6.3 FIM Prompt Construction

pub const FIMFormatter = struct {
    prefix_token: u32,    // <fim_prefix>
    suffix_token: u32,    // <fim_suffix>
    middle_token: u32,    // <fim_middle>

    /// Transform code into FIM format for infilling
    pub fn formatInfill(
        self: FIMFormatter,
        prefix: []const u32,
        suffix: []const u32,
        allocator: Allocator,
    ) ![]u32 {
        var tokens = std.ArrayList(u32).init(allocator);

        try tokens.append(self.prefix_token);
        try tokens.appendSlice(prefix);
        try tokens.append(self.suffix_token);
        try tokens.appendSlice(suffix);
        try tokens.append(self.middle_token);
        // Model generates the middle portion autoregressively

        return tokens.toOwnedSlice();
    }
};

7. Variants

Model Year Parameters Key Improvements
StarCoder 2023 15B Original, MQA, FIM, trained on The Stack v1
StarCoderBase 2023 15B Without Python fine-tuning
StarCoder2-3B 2024 3B Trained on The Stack v2, GQA option
StarCoder2-7B 2024 7B Improved data filtering
StarCoder2-15B 2024 15B Best code generation quality

StarCoder2 Improvements

StarCoder2 (Lozhkov et al., 2024)3 trained on The Stack v2 (67.5B tokens vs. 35B), used improved data deduplication, and offered GQA options alongside MQA. The architectural changes are minimal -- primarily data and training improvements.


8. Educational Value

What StarCoder Teaches

  1. Multi-Query Attention: StarCoder is the clearest practical example of MQA. With a single KV head shared across 48 query heads (in the 15B variant), students can directly observe the memory savings and understand the quality-efficiency trade-off.

  2. Fill-in-the-Middle: FIM is a simple but powerful technique that challenges the assumption that language models can only generate left-to-right.

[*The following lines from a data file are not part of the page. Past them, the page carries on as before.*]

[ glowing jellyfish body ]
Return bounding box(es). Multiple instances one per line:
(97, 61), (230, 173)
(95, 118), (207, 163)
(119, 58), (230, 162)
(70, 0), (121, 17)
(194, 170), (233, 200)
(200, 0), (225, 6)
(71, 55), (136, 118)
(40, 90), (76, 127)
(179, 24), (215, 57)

The reordering trick (prefix-suffix-middle) demonstrates how training data formatting can expand model capabilities without architecture changes.

  3. Code-specific design: StarCoder shows how domain-specific requirements (indentation sensitivity, long contexts for full files, repository structure) influence tokenizer design and context length decisions.

  4. MQA vs. GQA vs. MHA spectrum: Comparing StarCoder (MQA, 1 KV head) with LLaMA (GQA, 8 KV heads) and GPT-J (MHA, all heads) provides a concrete understanding of the full attention efficiency spectrum.

  5. Data licensing and ethics: BigCode's commitment to permissive licenses only raises important questions about training data provenance that are integral to understanding modern LLM development.


9. References


  1. Li, R. et al. "StarCoder: May the Source Be with You!" arXiv:2305.06161, 2023. 

  2. Shazeer, N. "Fast Transformer Decoding: One Write-Head is All You Need." arXiv:1911.02150, 2019. 

  3. Lozhkov, A. et al. "StarCoder 2 and The Stack v2: The Next Generation." arXiv:2402.19173, 2024. 

  4. Bavarian, M. et al. "Efficient Training of Language Models to Fill in the Middle." arXiv:2207.14255, 2022.